The X-Files, Season 3, Episode 16: “Colony” (February 10, 1995)
“Colony” is the most pivotal moment in The X-Files’s mythology since the pilot – in fact, it is effectively a second pilot. Even from the vantage point of our post-quality television era, the mythology on display here is quite remarkable. Chris Carter seems to know it too, opening with a Mulder monologue about belief in UFOs as abstract chunks of light congeal into a hyper-kinetic sequence in which he is rescued from a catastrophic event. The remainder of the episode takes place in flashback and is suffused with a dank conspiratorial atmosphere that often reminded me of The Americans.

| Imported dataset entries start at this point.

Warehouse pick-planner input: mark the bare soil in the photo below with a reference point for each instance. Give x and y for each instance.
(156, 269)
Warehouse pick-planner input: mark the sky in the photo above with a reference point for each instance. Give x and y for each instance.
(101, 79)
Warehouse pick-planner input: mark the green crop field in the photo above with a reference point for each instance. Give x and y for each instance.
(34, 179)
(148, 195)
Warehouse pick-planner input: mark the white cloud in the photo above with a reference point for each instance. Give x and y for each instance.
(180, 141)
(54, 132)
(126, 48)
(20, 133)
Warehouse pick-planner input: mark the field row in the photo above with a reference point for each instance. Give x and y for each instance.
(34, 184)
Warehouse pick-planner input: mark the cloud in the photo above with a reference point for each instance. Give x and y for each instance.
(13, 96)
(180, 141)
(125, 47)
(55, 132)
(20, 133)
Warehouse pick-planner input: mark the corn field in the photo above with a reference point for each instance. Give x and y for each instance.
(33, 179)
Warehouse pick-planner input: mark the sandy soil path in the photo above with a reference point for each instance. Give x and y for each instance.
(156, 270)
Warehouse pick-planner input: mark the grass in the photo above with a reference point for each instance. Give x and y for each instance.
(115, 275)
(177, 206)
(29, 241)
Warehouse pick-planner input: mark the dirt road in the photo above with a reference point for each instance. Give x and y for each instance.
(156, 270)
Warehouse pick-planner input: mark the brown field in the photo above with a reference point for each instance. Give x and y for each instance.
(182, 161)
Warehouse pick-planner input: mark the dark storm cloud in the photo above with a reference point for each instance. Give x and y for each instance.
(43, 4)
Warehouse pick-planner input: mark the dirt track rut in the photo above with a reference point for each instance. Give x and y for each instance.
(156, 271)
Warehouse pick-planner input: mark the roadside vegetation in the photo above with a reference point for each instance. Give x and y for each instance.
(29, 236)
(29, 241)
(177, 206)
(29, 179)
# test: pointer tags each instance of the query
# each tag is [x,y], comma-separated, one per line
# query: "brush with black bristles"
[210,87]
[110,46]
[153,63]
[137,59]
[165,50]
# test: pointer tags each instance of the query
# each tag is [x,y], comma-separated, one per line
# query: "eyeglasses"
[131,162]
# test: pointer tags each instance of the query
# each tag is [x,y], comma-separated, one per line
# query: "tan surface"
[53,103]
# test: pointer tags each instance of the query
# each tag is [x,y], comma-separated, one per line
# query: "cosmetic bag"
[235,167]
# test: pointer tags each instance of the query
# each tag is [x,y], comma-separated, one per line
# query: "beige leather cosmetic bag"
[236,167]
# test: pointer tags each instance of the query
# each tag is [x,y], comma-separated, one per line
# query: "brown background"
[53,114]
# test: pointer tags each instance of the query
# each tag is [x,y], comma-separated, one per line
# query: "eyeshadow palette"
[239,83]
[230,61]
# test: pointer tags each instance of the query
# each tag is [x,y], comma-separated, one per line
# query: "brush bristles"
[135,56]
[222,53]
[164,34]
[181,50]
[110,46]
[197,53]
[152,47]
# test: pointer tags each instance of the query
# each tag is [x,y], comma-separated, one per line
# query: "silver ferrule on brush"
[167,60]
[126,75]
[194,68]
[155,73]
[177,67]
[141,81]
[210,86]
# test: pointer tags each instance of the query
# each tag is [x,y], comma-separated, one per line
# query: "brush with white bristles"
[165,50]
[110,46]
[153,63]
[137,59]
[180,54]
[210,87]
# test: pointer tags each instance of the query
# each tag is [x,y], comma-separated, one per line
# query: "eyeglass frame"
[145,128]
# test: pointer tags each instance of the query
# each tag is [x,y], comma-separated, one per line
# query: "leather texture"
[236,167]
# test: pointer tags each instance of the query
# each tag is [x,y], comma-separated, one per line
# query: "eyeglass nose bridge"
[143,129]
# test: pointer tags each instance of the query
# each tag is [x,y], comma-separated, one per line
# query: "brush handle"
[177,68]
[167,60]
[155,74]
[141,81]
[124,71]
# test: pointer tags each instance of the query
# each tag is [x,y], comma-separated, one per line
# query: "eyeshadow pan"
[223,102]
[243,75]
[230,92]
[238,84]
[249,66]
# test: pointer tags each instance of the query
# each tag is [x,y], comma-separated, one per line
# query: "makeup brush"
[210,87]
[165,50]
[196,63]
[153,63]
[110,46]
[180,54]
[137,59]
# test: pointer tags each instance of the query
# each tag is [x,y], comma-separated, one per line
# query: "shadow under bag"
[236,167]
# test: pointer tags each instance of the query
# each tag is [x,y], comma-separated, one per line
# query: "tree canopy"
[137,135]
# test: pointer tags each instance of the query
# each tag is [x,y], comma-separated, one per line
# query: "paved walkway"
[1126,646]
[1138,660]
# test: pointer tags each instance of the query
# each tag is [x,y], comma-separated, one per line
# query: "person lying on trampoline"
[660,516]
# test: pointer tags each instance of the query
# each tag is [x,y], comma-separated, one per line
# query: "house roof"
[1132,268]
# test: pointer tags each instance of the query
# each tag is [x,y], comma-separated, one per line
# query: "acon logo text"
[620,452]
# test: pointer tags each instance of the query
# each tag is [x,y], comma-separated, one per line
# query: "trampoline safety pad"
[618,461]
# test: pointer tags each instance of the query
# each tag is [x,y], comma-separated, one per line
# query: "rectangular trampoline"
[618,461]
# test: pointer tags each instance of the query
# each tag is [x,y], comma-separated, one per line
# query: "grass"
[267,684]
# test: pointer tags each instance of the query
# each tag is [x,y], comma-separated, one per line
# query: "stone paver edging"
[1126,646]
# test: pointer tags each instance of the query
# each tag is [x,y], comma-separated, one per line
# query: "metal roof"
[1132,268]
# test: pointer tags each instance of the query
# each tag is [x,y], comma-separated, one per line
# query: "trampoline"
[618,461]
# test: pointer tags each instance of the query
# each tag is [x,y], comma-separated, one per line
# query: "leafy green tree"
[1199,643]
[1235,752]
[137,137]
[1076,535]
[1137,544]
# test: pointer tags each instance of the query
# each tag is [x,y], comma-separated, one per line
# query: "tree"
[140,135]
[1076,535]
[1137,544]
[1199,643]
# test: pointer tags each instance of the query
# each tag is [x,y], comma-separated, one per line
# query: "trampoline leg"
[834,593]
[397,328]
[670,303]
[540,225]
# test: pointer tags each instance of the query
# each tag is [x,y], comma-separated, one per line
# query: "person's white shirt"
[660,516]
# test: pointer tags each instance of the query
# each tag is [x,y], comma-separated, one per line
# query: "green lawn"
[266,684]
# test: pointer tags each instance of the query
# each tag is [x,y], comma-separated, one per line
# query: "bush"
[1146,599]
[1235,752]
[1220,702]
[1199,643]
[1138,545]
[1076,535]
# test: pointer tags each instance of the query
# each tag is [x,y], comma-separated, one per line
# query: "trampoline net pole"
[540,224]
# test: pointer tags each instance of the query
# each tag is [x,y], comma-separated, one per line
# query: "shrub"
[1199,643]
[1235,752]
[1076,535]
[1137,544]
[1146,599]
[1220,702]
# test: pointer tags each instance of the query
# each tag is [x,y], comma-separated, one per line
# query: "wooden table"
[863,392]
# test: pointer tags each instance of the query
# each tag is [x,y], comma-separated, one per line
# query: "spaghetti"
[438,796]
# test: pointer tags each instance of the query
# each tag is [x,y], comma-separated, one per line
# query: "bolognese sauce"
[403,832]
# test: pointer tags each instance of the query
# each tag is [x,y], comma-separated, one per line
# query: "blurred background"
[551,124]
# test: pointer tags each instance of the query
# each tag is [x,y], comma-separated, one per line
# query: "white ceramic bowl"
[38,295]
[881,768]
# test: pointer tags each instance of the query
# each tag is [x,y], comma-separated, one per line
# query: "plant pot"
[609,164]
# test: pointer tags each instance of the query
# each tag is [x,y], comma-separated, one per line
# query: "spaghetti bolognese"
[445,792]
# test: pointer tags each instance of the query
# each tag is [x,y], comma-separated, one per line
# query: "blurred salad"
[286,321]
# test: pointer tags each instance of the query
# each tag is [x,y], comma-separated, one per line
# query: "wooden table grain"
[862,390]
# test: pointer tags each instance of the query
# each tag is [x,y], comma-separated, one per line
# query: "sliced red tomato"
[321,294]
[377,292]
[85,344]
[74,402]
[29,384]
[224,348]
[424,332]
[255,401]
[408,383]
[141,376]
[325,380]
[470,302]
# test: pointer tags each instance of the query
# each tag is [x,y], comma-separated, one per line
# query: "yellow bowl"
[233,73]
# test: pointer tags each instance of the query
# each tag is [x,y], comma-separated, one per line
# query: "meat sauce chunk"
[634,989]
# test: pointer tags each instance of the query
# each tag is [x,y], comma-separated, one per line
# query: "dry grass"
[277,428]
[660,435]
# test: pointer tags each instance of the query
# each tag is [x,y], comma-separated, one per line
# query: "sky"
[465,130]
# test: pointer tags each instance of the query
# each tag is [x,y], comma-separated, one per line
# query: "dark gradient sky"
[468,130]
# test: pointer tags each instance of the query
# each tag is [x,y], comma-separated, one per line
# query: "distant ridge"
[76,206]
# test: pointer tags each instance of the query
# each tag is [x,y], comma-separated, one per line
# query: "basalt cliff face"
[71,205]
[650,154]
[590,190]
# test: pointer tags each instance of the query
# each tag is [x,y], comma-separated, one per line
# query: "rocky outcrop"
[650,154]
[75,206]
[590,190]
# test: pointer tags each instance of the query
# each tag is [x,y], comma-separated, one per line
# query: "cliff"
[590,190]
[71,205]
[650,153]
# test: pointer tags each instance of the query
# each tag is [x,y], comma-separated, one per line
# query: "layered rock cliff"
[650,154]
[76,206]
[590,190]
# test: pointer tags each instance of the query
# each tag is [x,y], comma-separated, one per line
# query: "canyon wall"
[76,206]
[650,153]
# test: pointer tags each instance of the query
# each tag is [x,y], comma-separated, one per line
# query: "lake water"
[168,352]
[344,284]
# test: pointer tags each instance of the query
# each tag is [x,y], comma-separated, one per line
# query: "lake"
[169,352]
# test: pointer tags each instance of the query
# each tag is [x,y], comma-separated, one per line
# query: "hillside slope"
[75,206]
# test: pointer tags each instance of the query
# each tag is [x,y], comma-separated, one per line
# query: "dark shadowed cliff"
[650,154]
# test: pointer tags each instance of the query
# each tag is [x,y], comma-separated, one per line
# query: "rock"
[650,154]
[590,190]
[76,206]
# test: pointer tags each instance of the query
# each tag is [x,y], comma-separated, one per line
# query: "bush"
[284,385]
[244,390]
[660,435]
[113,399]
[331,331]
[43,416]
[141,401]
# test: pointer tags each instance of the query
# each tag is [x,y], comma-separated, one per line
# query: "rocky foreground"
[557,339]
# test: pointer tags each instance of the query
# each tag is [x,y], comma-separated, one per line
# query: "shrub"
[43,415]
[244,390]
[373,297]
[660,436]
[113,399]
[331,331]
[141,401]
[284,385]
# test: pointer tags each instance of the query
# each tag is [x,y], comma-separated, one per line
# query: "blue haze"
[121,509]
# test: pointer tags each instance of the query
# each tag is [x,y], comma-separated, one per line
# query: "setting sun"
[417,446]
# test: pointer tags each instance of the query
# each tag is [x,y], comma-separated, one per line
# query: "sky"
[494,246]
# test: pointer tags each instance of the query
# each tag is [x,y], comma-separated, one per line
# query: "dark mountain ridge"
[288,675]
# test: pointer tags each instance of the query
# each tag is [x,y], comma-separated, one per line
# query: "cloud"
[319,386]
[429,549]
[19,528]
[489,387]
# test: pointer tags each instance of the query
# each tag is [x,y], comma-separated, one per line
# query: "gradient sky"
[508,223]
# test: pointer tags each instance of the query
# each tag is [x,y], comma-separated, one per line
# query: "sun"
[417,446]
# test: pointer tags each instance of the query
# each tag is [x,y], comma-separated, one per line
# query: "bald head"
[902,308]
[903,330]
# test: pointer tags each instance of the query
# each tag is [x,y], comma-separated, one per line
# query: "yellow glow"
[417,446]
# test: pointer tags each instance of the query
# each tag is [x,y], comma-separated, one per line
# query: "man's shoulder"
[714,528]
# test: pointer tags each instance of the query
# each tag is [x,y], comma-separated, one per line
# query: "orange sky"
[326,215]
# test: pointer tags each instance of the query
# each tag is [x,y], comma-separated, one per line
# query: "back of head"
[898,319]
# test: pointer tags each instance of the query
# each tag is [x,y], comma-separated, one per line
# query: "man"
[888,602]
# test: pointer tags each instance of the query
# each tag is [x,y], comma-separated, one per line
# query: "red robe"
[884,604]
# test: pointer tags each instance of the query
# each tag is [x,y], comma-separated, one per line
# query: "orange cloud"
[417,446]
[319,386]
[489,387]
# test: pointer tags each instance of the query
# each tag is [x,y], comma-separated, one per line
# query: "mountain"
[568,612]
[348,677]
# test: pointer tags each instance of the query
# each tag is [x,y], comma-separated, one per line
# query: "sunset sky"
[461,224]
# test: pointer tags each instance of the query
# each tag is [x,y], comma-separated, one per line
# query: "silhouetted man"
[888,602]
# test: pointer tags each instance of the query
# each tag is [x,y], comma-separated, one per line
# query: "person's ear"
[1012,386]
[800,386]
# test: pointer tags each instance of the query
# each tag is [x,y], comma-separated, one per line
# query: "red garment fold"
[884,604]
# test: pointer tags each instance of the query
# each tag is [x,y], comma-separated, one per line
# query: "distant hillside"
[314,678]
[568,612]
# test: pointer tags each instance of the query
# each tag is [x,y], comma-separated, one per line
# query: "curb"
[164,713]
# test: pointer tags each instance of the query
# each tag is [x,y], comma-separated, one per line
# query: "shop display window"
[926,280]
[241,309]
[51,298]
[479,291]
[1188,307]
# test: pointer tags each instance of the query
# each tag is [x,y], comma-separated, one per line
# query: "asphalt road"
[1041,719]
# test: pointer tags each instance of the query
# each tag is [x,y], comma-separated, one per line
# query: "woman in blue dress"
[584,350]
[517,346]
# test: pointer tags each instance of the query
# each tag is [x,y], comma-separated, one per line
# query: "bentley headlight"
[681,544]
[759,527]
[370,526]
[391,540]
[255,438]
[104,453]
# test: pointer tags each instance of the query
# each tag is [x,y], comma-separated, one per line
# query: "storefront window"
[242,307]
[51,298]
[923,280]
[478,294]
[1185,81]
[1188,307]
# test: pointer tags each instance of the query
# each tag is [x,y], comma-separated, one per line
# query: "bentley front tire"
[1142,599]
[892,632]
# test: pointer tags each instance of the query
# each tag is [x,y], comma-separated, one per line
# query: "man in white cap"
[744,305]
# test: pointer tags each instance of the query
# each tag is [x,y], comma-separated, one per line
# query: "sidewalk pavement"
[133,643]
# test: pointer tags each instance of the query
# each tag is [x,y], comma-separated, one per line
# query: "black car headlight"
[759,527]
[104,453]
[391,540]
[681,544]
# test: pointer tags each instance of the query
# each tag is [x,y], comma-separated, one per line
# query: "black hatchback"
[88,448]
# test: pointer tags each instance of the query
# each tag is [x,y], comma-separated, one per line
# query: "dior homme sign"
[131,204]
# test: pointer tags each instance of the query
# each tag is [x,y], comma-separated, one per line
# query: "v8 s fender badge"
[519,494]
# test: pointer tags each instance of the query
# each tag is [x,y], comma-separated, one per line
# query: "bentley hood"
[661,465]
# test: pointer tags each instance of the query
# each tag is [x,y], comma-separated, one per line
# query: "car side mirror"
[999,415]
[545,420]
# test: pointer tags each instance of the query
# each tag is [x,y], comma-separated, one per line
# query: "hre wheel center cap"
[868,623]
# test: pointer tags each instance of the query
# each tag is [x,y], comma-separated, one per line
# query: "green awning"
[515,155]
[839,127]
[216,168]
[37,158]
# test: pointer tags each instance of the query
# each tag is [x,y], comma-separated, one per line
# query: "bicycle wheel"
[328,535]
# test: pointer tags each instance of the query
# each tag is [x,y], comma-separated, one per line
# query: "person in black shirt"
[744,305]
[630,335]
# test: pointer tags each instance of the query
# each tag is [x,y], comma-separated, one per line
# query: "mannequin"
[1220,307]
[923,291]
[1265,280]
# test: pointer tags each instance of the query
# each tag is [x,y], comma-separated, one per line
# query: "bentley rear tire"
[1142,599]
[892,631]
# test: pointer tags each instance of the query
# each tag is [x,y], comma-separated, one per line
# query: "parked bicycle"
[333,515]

More specifically, as the title suggests, this is the beginning of the “colony” mythology. Up until this point, the ongoing narrative has affirmed the existence of extraterrestrial beings while the monster-of-the-week narratives often function as allegories of a digitally networked era. Now outer and inner space combine in a 90s adaptation of Invasion of the Body Snatchers as Mulder and Scully learn that aliens have been visiting the earth in the guise of human beings in order to prepare for an eventual colonisation. In this collapse of Cold War and UFO anxiety lies the primal fear of the series – that the United States is becoming a colony for someone or something else. One of the uncanny aspects of the episode is that all of the aliens look identical but nobody has picked up on it due to their dispersal across the vastness of America. The question of how we could even know if there was someone else, or many other people, who looked identical to our neighbours or colleagues, strikes to the very heart of the series’ anxiety about our places in a broader national and cosmic network.
At the same time, “Colony” marks the return of Mulder’s sister Samantha, played by Megan Leitch. At first Samantha claims that she lost her memory after her alien encounter and was then adopted by a new set of parents; later we learn that her adoptive parents were also alien colonists and that she has played a major role in the colonisation process. With Samantha temporarily replacing Scully as Mulder’s muse, the two agents have some of their tetchiest encounters yet. This only contours their sensual rapport, however, especially once the Alien Bounty Hunter, an extraterrestrial figure whose job is to hunt down and retire the colonising clones, takes on Mulder’s appearance. In a terrific cliffhanger, Scully is on the phone to Mulder while she greets the fake Mulder at the door, caught between his sonic and visual self in ways that anticipate the digital dissolution of identity but also enhance the tension between the two agents. It is as if Scully is momentarily caught between the reality and fantasy of Mulder and at that precarious juncture the episode cuts to black but doesn’t “conclude,” since more than ever before containment, whether American or alien, feels like a cipher for the television conventions working against the series’ improbable serial innovations.